Applications of Artificial Intelligence to Office Laryngoscopy: A Scoping Review.

TitleApplications of Artificial Intelligence to Office Laryngoscopy: A Scoping Review.
Publication TypeJournal Article
Year of Publication2021
AuthorsYao P, Usman M, Chen YH, German A, Andreadis K, Mages K, Rameau A
JournalLaryngoscope
Date Published2021 Sep 28
ISSN1531-4995
Abstract

OBJECTIVES/HYPOTHESIS: This scoping review aims to provide a broad overview of the applications of artificial intelligence (AI) to office laryngoscopy to identify gaps in knowledge and guide future research.

STUDY DESIGN: Scoping Review.

METHODS: Searches for studies on AI and office laryngoscopy were conducted in five databases. Title and abstract and then full-text screening were performed. Primary research studies published in English of any date were included. Studies were summarized by: AI applications, targeted conditions, imaging modalities, author affiliations, and dataset characteristics.

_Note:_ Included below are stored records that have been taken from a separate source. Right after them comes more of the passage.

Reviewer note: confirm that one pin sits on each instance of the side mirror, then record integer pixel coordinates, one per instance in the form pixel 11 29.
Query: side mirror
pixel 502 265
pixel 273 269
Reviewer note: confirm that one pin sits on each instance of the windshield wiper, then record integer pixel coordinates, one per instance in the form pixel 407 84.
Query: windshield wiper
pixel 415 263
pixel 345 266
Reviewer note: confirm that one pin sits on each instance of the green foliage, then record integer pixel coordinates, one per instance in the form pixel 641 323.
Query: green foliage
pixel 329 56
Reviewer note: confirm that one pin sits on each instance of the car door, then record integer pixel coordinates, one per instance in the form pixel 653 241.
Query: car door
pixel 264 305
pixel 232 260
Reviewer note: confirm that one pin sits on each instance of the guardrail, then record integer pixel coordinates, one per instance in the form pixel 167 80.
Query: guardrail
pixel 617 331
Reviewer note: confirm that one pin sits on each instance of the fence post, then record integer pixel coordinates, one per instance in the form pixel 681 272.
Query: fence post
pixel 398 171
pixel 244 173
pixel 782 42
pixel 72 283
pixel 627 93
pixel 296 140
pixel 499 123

RESULTS: Studies focused on vocal fold vibration analysis (43%), lesion recognition (24%), and vocal fold movement determination (19%). The most frequently automated tasks were recognition of vocal fold nodules (19%), polyp (14%), paralysis (11%), paresis (8%), and cyst (7%). Imaging modalities included high-speed laryngeal videos (45%), stroboscopy (29%), and narrow band imaging endoscopy (7%). The body of literature was primarily authored by science, technology, engineering, and math (STEM) specialists (76%) with only 30 studies (31%) involving co-authorship by STEM specialists and otolaryngologists. Datasets were mostly from single institution (84%) and most commonly originated from Germany (23%), USA (16%), Spain (9%), Italy (8%), and China (8%). Demographic information was only reported in 39 studies (40%), with age and sex being the most commonly reported, whereas race/ethnicity and gender were not reported in any studies.

CONCLUSION: More interdisciplinary collaboration between STEM and otolaryngology research teams improved demographic reporting especially of race and ethnicity to ensure broad representation, and larger and more geographically diverse datasets will be crucial to future research on AI in office laryngoscopy.

LEVEL OF EVIDENCE: N/A Laryngoscope, 2021.